# sweet but spoiled rotten...what to do about yelling



## AubieBird (Oct 5, 2008)

Little Bit is truly a wonderful little cockatiel. She is 3 1/2 months old and we have had her 3 weeks. She will go to anybody and is sweet most of the time. She does do a couple of things that are aggravating that we wondered how to handle:
1) She wants to be with us ALL the time. However, we do have to put her in her cage sometimes....then she yells for a long time and it does get on our nerves. Sometimes she yells an hour or more. We have tried putting her in the room with the budgies for company, but that doesn't help. Most of the time she can see us, but she still yells to get out. She thinks she's people! Should we just let her yell?
2) At night when it is time to put her in her cage to sleep, she knows what we are doing. She will run up our arm to keep from having to be put in the cage. When we finally get her on our finger and into the door, she fusses and will nip at our finger. It doesn't draw blood, but you can definitely tell she is mad. Do we just ignore this?

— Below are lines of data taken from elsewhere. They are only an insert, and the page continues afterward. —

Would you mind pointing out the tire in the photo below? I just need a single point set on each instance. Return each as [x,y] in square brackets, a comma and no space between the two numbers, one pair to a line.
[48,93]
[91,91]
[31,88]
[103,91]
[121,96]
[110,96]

Thanks for any advice you can give.


----------



## sweetrsue (Jul 8, 2008)

Try always putting millet in for her when you put her in her cage. You can cut the sprays to smaller sizes so she doesn't get millet overload. mine quite right down when I give them millet. It would probably be easier to get her back in at night.


----------



## AubieBird (Oct 5, 2008)

sweetrsue said:


> Try always putting millet in for her when you put her in her cage. You can cut the sprays to smaller sizes so she doesn't get millet overload. mine quite right down when I give them millet. It would probably be easier to get her back in at night.


This sounds like a great and easy solution. I will definitely try it tomorrow. We have a good bit of millet on hand since I am millet training my budgies to get them to trust me....which is going well, by the way!

Thanks! :tiel2:


----------



## sweetrsue (Jul 8, 2008)

I have a feeling it will go well! Good Luck!


----------